Sunday, 16 June 2019

Write-In 2019: 'Sundays Well Spent' by Mileva Anastasiadou

I once was human, but I no longer remember much of that season. I am now a machine. The usual kind, with gears, accessories and all.

“Dad, there are children on the TV who are working. Should I be working too?” I’d asked dad long ago. My father tried to shun a direct answer. He only sang along with me one of my favorite tunes at the time:

“Today is Sunday, Sunday ice cream. 
All you hungry children, come and eat it up.”

I am not sure when the mutation happened to me.

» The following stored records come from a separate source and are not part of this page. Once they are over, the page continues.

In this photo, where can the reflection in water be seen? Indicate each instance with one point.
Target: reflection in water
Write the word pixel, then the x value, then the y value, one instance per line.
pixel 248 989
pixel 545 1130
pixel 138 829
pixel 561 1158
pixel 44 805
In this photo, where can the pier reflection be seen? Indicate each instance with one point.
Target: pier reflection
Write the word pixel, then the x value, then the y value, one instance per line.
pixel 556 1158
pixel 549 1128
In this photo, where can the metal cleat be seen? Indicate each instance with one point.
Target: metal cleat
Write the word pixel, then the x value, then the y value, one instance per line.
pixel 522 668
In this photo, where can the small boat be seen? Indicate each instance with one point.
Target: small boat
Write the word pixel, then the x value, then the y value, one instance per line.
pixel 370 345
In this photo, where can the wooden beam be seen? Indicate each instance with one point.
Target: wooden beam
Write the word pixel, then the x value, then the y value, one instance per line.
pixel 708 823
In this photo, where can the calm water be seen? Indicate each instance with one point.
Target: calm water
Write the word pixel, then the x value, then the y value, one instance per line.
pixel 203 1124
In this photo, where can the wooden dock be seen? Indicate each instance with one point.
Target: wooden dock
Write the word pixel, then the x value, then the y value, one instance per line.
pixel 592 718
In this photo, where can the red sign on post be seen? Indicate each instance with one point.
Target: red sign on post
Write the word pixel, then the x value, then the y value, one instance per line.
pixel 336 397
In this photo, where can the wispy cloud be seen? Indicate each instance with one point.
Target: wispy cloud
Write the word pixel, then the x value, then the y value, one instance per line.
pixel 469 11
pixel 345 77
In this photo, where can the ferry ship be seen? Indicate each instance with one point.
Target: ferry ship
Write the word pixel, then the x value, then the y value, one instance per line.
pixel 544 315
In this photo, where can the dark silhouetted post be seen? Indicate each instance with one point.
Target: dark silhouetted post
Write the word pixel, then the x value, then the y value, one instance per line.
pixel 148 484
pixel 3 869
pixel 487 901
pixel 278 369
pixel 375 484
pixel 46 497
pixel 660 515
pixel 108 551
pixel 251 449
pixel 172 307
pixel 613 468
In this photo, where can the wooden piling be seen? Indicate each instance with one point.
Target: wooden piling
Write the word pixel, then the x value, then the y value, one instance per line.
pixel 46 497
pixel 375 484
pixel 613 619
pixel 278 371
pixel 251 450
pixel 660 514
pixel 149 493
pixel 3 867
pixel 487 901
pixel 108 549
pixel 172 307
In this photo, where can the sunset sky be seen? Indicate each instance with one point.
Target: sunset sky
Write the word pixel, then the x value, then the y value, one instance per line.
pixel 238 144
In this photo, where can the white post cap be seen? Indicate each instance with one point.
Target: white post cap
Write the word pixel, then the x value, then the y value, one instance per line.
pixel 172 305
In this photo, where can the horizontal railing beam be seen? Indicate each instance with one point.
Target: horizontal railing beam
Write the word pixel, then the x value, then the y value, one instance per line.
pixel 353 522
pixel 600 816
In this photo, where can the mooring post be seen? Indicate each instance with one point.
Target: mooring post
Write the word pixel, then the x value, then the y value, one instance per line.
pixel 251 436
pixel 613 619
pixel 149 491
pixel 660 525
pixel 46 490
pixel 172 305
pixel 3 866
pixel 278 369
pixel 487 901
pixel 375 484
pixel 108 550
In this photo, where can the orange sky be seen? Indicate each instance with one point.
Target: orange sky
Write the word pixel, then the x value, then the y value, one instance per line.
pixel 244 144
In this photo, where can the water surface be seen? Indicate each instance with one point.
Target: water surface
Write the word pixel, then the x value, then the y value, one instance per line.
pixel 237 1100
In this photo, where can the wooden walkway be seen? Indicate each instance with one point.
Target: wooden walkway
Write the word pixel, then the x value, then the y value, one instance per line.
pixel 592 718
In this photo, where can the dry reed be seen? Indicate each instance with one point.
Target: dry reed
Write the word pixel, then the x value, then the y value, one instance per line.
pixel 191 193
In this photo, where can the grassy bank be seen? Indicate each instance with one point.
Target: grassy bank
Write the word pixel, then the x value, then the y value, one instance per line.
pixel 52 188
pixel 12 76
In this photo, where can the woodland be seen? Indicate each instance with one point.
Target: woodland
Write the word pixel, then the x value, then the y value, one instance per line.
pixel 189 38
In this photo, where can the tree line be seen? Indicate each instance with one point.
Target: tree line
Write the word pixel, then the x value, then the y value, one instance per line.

It manifested slowly, without me noticing the gradual changes. I think that my life transformed into survival, and finally into plain machine maintenance, as soon as I started working on Sundays. I then mumbled some objections, yet they convinced me that the new working conditions would better serve the needs of humankind.

On this sunny Sunday, I stand still at the side of the street, watching some other machines work, and humans walking by watching the machines work. A passerby throws some coins in my hand, which will soon charge my batteries for a little longer. He stares at me for a while, then quickly turns his gaze the other way.

“Look dad! He is broken. Can you fix him?” asks the kid standing beside him.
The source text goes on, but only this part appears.